Question: How can I use a boostrap to get confidence intervals for a collection of statistics calculated on the eigenvalues of covariance matrices, separately for each group (factor level) in a data frame?
Problem: I can't quite work out the data
structure I need to contain these results suitable for the boot
function, or a way to "map" the bootstrap over groups and obtain confidence intervals in a form suitable for plotting.
Context:
In the heplots
package, boxM
calculates Box's M test of equality of covariance matrices.
There is a plot method that produces a useful plot of the log determinants that go into this
test.
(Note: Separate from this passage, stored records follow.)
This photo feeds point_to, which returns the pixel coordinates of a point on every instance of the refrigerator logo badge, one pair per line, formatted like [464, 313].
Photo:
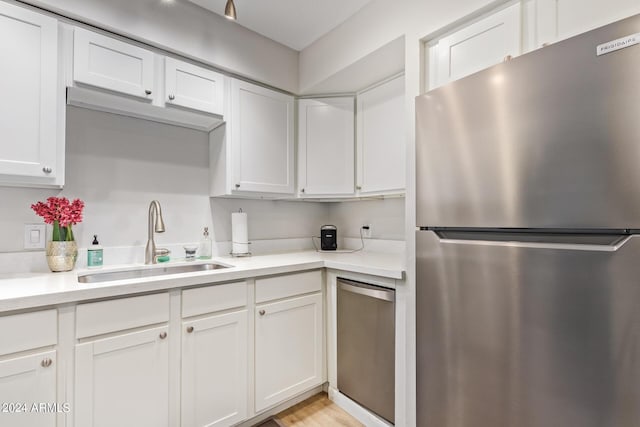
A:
[618, 44]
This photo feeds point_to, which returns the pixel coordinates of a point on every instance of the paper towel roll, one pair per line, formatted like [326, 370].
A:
[239, 233]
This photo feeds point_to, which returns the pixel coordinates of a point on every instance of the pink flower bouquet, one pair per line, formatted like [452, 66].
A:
[62, 214]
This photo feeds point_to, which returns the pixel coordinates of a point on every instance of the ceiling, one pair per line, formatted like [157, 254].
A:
[294, 23]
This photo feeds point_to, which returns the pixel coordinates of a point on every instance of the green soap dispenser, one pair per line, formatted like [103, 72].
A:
[205, 249]
[94, 254]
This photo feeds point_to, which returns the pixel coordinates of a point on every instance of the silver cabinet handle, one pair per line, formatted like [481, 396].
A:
[369, 291]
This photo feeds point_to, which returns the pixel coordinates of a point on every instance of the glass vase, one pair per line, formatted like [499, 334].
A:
[62, 256]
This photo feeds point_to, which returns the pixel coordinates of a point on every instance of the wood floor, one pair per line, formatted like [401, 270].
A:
[317, 411]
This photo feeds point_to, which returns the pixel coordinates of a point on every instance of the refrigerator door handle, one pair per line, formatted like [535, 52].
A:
[610, 247]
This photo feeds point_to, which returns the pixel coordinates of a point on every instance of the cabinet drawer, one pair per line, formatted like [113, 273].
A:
[288, 285]
[27, 331]
[213, 298]
[102, 317]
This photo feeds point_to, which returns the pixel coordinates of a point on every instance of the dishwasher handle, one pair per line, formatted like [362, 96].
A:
[367, 290]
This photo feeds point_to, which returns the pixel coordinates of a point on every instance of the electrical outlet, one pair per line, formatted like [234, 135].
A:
[34, 237]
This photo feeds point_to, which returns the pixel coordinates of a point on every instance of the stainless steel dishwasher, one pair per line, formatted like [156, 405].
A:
[366, 346]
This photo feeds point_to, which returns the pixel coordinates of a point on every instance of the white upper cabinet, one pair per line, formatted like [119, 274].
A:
[253, 155]
[262, 139]
[32, 115]
[381, 141]
[476, 46]
[112, 64]
[190, 86]
[326, 147]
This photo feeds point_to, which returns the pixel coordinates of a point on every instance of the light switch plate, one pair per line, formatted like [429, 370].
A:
[34, 236]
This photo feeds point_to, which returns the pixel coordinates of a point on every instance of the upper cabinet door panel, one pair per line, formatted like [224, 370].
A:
[262, 133]
[326, 146]
[28, 83]
[194, 87]
[111, 64]
[381, 139]
[477, 46]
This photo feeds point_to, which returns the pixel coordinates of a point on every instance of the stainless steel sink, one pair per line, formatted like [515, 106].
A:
[138, 273]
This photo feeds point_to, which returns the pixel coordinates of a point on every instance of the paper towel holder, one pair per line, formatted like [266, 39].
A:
[239, 254]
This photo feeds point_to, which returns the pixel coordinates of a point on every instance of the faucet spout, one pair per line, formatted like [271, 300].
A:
[155, 224]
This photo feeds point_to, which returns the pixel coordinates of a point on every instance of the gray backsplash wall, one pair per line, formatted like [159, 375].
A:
[385, 215]
[117, 165]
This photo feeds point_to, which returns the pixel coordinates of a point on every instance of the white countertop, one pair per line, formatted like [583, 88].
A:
[22, 291]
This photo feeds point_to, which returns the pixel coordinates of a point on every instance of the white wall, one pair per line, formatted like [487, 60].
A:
[184, 28]
[375, 25]
[117, 165]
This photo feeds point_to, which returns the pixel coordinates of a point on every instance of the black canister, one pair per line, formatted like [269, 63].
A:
[328, 238]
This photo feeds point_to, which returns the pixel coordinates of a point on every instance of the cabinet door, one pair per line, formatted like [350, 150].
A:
[326, 146]
[214, 370]
[28, 83]
[27, 381]
[262, 139]
[288, 353]
[194, 87]
[381, 139]
[111, 64]
[476, 46]
[123, 380]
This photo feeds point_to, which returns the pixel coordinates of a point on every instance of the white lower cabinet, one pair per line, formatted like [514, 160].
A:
[28, 390]
[288, 348]
[123, 380]
[214, 370]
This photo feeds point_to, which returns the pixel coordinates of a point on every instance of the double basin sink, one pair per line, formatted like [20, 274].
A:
[138, 273]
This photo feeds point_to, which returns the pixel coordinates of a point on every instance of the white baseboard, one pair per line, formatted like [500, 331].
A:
[355, 410]
[281, 407]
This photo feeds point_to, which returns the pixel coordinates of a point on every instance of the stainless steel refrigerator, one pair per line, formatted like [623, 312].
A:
[528, 244]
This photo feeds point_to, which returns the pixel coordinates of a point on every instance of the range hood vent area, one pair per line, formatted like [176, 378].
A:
[117, 104]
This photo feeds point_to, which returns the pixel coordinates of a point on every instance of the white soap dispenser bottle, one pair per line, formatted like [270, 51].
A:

The confidence intervals in this plot are based on an asymptotic theory approximation.
> library(heplots)
> iris.boxm <- boxM(iris[, 1:4], iris[, "Species"])
> iris.boxm
Box's M-test for Homogeneity of Covariance Matrices
data: iris[, 1:4]
Chi-Sq (approx.) = 140.94, df = 20, p-value < 2.2e-16
> plot(iris.boxm, gplabel="Species")
The plot method can also display other functions of the eigenvalues, but no theoretical confidence intervals are available in this case.
op <- par(mfrow=c(2,2), mar=c(5,4,1,1))
plot(iris.boxm, gplabel="Species", which="product")
plot(iris.boxm, gplabel="Species", which="sum")
plot(iris.boxm, gplabel="Species", which="precision")
plot(iris.boxm, gplabel="Species", which="max")
par(op)
Thus, I would like to be able to calculate these CIs using a boostrap, and display them in the corresponding plots.
What I've tried:
Below are functions that boostrap these statistics, but for the total
sample, not taking group (Species
) into account.
cov_stat_fun <- function(data, indices,
stats=c("logdet", "prod", "sum", "precision", "max")
) {
dat <- data[indices,]
cov <- cov(dat, use="complete.obs")
eigs <- eigen(cov)$values
res <- c(
"logdet" = log(det(cov)),
"prod" = prod(eigs),
"sum" = sum(eigs),
"precision" = 1/ sum(1/eigs),
"max" = max(eigs)
)
}
boot_cov_stat <- function(data, R=500, ...) {
boot(data, cov_stat_fun, R=R, ...)
}
This works, but I need the results by group (and also for the total sample)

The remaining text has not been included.